Muokkaa

Jaa


QUIC protocol

QUIC is a network transport layer protocol standardized in RFC 9000. It uses UDP as an underlying protocol and it's inherently secure as it mandates TLS 1.3 usage. For more information, see RFC 9001. Another interesting difference from well-known transport protocols such as TCP and UDP is that it has stream multiplexing built-in on the transport layer. This allows having multiple, concurrent, independent data streams that don't affect each other.

QUIC itself doesn't define any semantics for the exchanged data as it's a transport protocol. It's rather used in application layer protocols, for example in HTTP/3 or in SMB over QUIC. It can also be used for any custom-defined protocol.

The protocol offers many advantages over TCP with TLS, here are a few:

  • Faster connection establishment as it doesn't require as many round trips as TCP with TLS on top.
  • Avoidance of head-of-line blocking problem where one lost packet doesn't block data of all the other streams.

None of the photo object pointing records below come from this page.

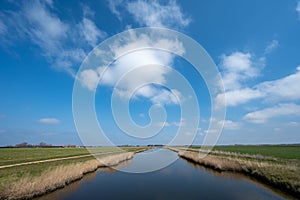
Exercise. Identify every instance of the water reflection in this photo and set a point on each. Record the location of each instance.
(181, 180)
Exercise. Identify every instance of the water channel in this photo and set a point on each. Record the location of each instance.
(180, 180)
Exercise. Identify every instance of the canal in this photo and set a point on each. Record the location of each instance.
(180, 180)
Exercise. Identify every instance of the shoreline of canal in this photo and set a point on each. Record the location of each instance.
(270, 172)
(61, 176)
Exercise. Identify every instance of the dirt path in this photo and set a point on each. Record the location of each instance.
(53, 159)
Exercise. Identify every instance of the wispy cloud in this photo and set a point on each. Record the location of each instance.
(151, 13)
(60, 41)
(49, 121)
(154, 13)
(238, 67)
(262, 116)
(282, 89)
(128, 74)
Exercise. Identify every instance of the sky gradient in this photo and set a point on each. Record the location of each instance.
(255, 45)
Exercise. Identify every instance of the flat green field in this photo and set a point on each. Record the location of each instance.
(277, 151)
(20, 155)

On the other hand, there are potential disadvantages to consider when using QUIC. As a newer protocol, its adoption is still growing and limited. Apart from that, QUIC traffic may be even blocked by some networking components.

QUIC in .NET

The QUIC implementation was introduced in .NET 5 as the System.Net.Quic library. However, up until .NET 7 the library was strictly internal and served only as an implementation of HTTP/3. With .NET 7, the library was made public thus exposing its APIs.

Note

In .NET 7.0 and 8.0, the APIs were published as preview features. Starting with .NET 9, these APIs are no longer considered preview features and are now deemed stable.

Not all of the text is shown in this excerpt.